During the pandemic, soaring numbers of high school students expressed persistent feelings of sadness or hopelessness, with girls and LGBTQ+ youth reporting the highest levels of poor mental health and suicide attempts. It doesn’t help that research suggests middle and high school students aren’t getting enough sleep.
“These mental health challenges are already going to happen and then, with the absence of sleep, are much worse,” said Orfeu Buxton, director of the Sleep, Health & Society Collaboratory at Penn State University. “The same with decision making, suicidal ideation, those kinds of things.”
The reasons why high schools start as early as they do — many begin their day before 7:30 a.m. — are “lost to the sands of history,” Buxton said. But now, he said, “everything is baked into that: traffic light patterns, bus schedules and adults’ work.”
Nationally, at least nine states are considering legislation related to school start times, up from four the previous year, according to the National Conference on State Legislatures. California in 2019 became the first and only state to dictate school start times.
Large school systems including Denver, Philadelphia and Anchorage, Alaska, have been looking into later start times.
It can require innovation to forge a new schedule.
At Upper Darby High, the school day technically still begins at 7:30 a.m., with students assigned coursework to be done remotely that ties into their lessons for the day. But they can use the early morning hours as they see fit — they can meet with teachers during office hours, sleep in or finish other homework. Ultimately, the work assigned for the early morning needs to be done, but when is up to students.
“I think getting more sleep is definitely helping,” Elise Olmstead, a junior. “I would be more irritable throughout the day, especially later, because I have a lot of after-school things. I would just have a harder time getting through the day.”
The school day still ends by 3 p.m.
Fatima Afrani, a freshman, said that when she gets home, she’ll usually relax, then help her mom or do homework.
“If I’m tired I go to sleep, which was not something I was able to do last year. Last year I just had to get my homework done because there wasn’t an option of being able to do it later,” she said. “And so I liked that if I was tired, I could listen to my body and just let myself sleep.”
Principal Matthew Alloway said educators have noticed fewer students sleeping in class.
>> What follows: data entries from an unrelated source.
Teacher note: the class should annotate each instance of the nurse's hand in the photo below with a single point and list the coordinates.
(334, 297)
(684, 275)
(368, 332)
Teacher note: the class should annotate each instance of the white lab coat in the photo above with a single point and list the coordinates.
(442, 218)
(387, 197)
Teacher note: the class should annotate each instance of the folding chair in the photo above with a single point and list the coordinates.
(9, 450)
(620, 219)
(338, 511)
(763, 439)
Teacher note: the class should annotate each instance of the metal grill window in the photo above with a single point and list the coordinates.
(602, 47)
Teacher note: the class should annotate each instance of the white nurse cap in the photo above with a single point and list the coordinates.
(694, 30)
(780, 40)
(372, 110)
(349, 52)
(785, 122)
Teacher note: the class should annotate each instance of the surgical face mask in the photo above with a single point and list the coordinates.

The new schedule also has allowed “kids to go to school for exactly what they need,” he said. About 400 of the school’s 4,250 students attend only through virtual learning — an option it offered to compete with online schools.
Critics have argued students have less instruction time in the new schedule. The original 80-minute periods have been shortened, but Alloway said that it’s not as if lectures always took up the full 80 minutes.
“It was sometimes a 60-minute concentrated instructional time. But then there was time to write. There was time to read. There was time to view a video,” he said.
Other challenges wrought by the pandemic — teacher shortages, for one — have also benefitted from the schedule change, administrators said. Teachers can take care of themselves and their families in the morning. Administrators have more time to replace staffers who call out sick.
Doulat, the Upper Darby senior, said that even if students can’t see the effects every day, there’s been a big positive impact.
“It’s such little changes in our daily lives that we don’t notice it,” he added. “But they slowly start building up, and we actually see the difference within our own lives.”